You are viewing a plain text version of this content. The canonical link for it is here.
Posted to user@cassandra.apache.org by Kevin Burton <bu...@spinn3r.com> on 2014/06/24 06:21:29 UTC
Adding large text blob causes read timeout...
I have a table with a schema mostly of small fields. About 30 of them.
The primary key is:
primary key( bucket, sequence )
… I have 100 buckets and the idea is that sequence is ever increasing.

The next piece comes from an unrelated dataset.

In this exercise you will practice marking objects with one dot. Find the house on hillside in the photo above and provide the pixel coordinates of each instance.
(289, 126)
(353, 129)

This way I can read from bucket zero, and everything after sequence N and
get all the writes ordered by time.
I'm running
SELECT ... FROM content WHERE bucket=0 AND sequence>0 ORDER BY sequence ASC
LIMIT 1000;
… using the have driver.
If I add ALL the fields, except one, so 29 fields, the query is fast. Only
129ms….
However, if I add the 'html' field, which is snapshot of HTML obvious, the
query times out…
I'm going to add tracing and try to track it down further, but I suspect
I'm doing something stupid.
Is it going to burn me that the data is UTF8 encoded? I can't image
decoding UTF8 is going to be THAT slow but perhaps cassandra is doing
something silly under the covers?
cqlsh doesn't time out … it actually works fine but it uses 100% CPU while
writing out the data so it's not a good comparison unfortunately
ception in thread "main"
com.datastax.driver.core.exceptions.NoHostAvailableException: All host(s)
tried for query failed (tried: ...:9042
(com.datastax.driver.core.exceptions.DriverException: Timeout during read))
at
com.datastax.driver.core.exceptions.NoHostAvailableException.copy(NoHostAvailableException.java:65)
at
com.datastax.driver.core.DefaultResultSetFuture.extractCauseFromExecutionException(DefaultResultSetFuture.java:256)
at
com.datastax.driver.core.DefaultResultSetFuture.getUninterruptibly(DefaultResultSetFuture.java:172)
at com.datastax.driver.core.SessionManager.execute(SessionManager.java:92)
at
com.spinn3r.artemis.robot.console.BenchmarkContentStream.main(BenchmarkContentStream.java:100)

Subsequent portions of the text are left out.